Additionally we found that the overall abnormalities in light chains were 60%, 10%(3/30) presented a monoclonal elevation, , 13.3%(4/30) presented a polyclonal elevation, 26.7%(8/30) showed decrease in both light chain denoting bone marrow suppression, 3.3% (1/30) had elevated λ and low borderline κ / λ that may be an early stage of monoclonality and finally 6.6 (2/30) showed decrease in one of the light chains .
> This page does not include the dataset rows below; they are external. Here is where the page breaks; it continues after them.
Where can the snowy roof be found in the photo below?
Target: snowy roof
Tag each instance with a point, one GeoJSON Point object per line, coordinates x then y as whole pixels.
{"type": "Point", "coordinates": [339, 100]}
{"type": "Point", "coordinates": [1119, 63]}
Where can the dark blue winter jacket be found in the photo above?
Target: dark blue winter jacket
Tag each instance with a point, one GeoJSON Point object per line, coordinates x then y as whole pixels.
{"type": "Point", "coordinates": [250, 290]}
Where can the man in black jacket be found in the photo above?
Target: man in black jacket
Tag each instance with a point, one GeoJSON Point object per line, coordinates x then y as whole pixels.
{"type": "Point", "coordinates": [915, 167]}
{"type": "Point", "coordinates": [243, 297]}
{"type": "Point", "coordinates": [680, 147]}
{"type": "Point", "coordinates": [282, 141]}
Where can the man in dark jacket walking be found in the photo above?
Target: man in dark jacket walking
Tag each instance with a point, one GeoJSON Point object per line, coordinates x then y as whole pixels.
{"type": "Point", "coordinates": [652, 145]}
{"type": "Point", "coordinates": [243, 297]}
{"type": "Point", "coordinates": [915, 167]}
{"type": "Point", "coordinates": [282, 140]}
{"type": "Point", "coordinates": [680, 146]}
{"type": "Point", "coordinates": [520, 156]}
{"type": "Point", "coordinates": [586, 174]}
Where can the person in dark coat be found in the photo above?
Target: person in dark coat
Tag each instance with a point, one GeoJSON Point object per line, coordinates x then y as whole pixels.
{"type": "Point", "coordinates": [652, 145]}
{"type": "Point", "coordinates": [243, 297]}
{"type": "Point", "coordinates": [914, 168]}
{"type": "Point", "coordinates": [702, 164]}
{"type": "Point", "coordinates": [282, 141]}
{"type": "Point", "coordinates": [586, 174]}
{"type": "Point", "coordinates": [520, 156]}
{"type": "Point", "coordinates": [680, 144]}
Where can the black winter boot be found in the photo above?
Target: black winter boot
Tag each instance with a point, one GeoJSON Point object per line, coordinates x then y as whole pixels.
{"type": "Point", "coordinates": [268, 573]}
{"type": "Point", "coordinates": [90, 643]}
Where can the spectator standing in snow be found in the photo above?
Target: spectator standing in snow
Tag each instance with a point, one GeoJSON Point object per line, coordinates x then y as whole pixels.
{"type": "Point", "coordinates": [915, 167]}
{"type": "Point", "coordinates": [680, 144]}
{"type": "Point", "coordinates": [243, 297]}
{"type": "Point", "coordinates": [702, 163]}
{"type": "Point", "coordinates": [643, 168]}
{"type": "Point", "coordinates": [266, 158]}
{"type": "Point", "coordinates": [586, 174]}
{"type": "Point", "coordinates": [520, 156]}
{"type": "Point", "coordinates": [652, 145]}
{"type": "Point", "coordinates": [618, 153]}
We concluded that monoclonal immunoglobulins do present in the sera of CLL patients proved by using nephelometric light chain measurement. This technique is rather simple quantitative test for detection of monoclonality and may provide information about the disease progression if integrated in the routine work up of CLL patients. Also immunofixation electrophoresis is not a sensitive technique in detection of monoclonality in CLL patients and it should be restricted to cases that give initial impression of monoclonality by protein electrophoresis.